There's some discussion in octo's metaprogramming guide about ways to do bank-switching at the software level.
Nothing yet, it was just an idea that came to mind. I am working on a small handheld based on the ESP32 and wanted to add some Chip 8 support to it which in turn made me think what i would need if i where to write a game, a dungeon crawler for example, for the Chip 8 system.
I try to be very conservative about extending the CHIP-8 instruction set further. It's easy to add instructions, but once someone uses one you're stuck with it forever.
There are already a number of examples of dungeon-crawler-style games for XO-CHIP and SCHIP that may be of interest to you as examples:
Black Rainbow (SCHIP)
The Binding of COSMAC (SCHIP)
Red October (XO-CHIP)
Into The GarlicScape (XO-CHIP)
I'm not going to add an MMU or other memory-banking instructions to XO-Chip at this time.

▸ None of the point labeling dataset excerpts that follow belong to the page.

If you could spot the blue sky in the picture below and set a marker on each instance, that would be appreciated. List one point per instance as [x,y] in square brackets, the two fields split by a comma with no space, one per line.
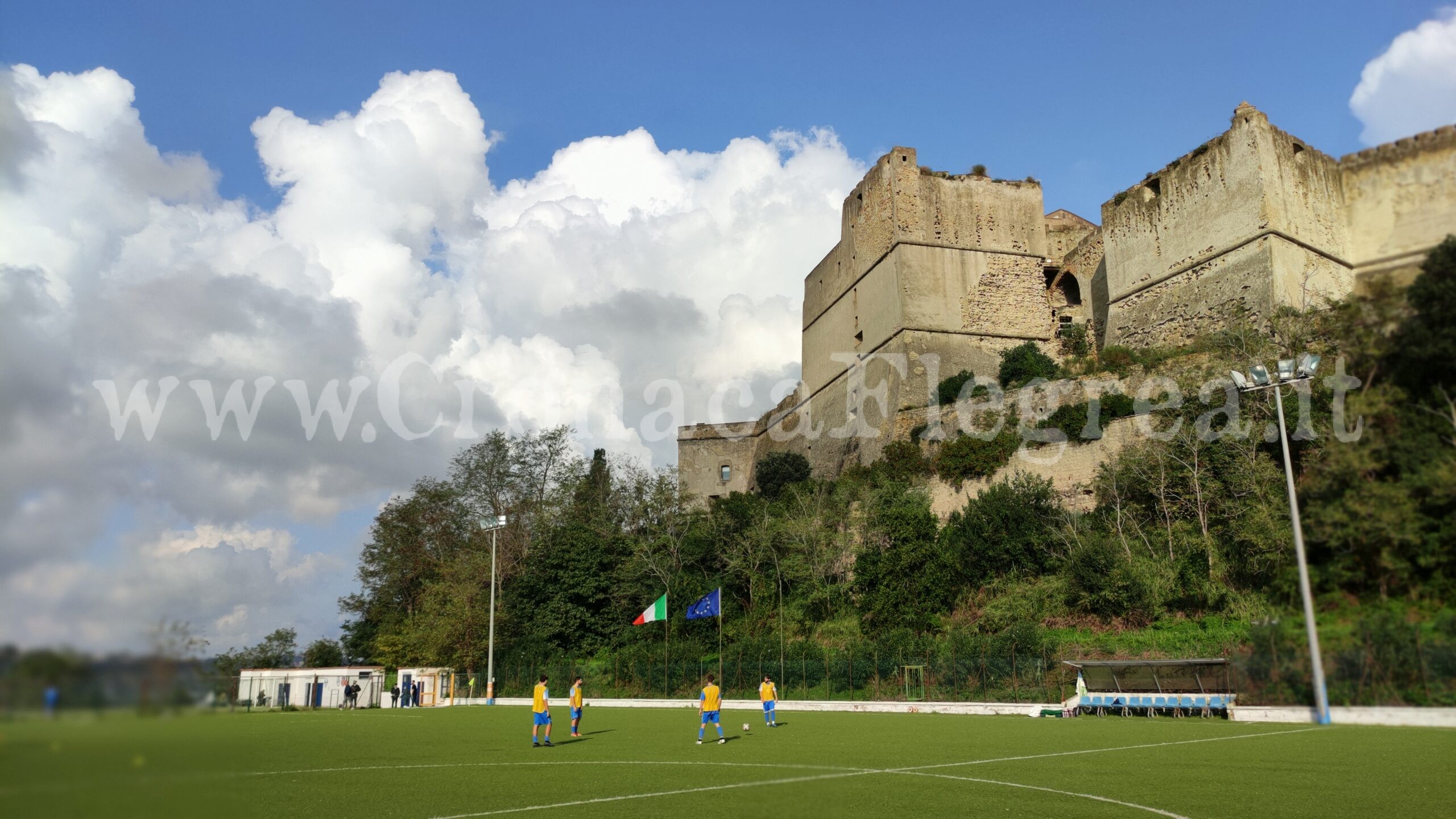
[680,168]
[1083,97]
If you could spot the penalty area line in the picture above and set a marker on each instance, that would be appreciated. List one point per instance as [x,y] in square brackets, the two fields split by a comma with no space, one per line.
[706,789]
[1158,810]
[1100,750]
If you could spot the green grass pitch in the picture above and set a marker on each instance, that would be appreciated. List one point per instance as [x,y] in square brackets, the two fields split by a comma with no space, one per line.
[477,761]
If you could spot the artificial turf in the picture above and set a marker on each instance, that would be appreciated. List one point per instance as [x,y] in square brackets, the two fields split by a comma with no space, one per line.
[472,761]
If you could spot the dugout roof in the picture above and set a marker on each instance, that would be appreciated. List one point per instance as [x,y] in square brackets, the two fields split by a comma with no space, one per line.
[1164,677]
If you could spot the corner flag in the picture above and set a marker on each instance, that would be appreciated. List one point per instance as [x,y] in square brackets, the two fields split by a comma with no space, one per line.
[708,605]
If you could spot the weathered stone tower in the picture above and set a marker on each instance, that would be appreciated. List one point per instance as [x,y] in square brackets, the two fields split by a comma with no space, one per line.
[938,273]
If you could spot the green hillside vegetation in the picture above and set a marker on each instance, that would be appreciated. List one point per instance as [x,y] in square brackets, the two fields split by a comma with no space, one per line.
[1187,553]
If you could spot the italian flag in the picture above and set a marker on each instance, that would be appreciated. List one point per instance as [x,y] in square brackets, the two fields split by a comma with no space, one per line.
[654,613]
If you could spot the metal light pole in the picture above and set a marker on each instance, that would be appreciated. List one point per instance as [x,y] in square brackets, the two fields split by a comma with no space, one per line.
[490,662]
[1288,374]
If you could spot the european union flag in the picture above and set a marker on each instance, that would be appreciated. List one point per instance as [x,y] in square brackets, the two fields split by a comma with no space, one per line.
[708,605]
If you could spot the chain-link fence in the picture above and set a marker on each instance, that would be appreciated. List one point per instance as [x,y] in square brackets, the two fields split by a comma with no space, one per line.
[804,671]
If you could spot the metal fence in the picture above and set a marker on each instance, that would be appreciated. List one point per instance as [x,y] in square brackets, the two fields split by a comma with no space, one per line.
[804,672]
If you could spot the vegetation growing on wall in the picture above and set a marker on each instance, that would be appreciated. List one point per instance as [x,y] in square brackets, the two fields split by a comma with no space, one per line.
[1023,363]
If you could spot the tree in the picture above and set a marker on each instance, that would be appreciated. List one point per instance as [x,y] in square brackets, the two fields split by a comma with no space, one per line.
[779,470]
[1426,340]
[901,576]
[1005,530]
[279,651]
[324,655]
[1023,363]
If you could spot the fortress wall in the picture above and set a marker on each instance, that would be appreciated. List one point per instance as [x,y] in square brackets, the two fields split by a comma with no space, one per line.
[1304,279]
[1065,232]
[896,203]
[871,309]
[971,292]
[1205,200]
[704,448]
[978,213]
[1200,301]
[1302,190]
[1400,201]
[1087,264]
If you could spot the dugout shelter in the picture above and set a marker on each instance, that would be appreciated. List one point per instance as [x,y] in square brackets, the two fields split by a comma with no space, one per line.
[1203,687]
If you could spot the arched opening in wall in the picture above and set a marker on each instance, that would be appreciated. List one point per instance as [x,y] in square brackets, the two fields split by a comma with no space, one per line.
[1070,291]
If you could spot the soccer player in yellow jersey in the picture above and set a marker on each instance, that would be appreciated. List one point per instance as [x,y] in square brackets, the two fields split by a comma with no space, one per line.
[541,712]
[576,707]
[769,694]
[708,704]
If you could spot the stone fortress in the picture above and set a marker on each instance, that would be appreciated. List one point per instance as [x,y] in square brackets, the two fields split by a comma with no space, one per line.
[938,273]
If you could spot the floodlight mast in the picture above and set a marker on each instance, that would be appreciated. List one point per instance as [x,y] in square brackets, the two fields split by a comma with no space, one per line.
[1306,366]
[490,662]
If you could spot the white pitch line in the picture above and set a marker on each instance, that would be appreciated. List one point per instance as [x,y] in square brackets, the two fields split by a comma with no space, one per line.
[865,771]
[599,800]
[1101,750]
[1169,814]
[558,763]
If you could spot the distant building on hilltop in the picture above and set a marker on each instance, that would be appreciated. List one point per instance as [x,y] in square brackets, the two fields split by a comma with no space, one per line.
[938,273]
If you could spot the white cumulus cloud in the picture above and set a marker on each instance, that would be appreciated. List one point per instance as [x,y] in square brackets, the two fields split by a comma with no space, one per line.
[1411,86]
[558,297]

For now, there seems to be compelling evidence that the current model is sufficient for a wide range of complex programs, and there are several techniques available for ameliorating limited code-ram in software. Closing.
With the XO-Chip you already have
i := long NNNN
for accessing memory beyond 4 KB, now i would like to propose a MMU extension that would let you mirror any 2 KB slice from the whole 64 KB range to $0800-$0fff so that one could easily swap in different code parts. In essence this would be one command with a byte or register argument of which the first five bits decide which pages gets mirrored in. The MMU gets set to %00000001 on startup to retain backward compatibility.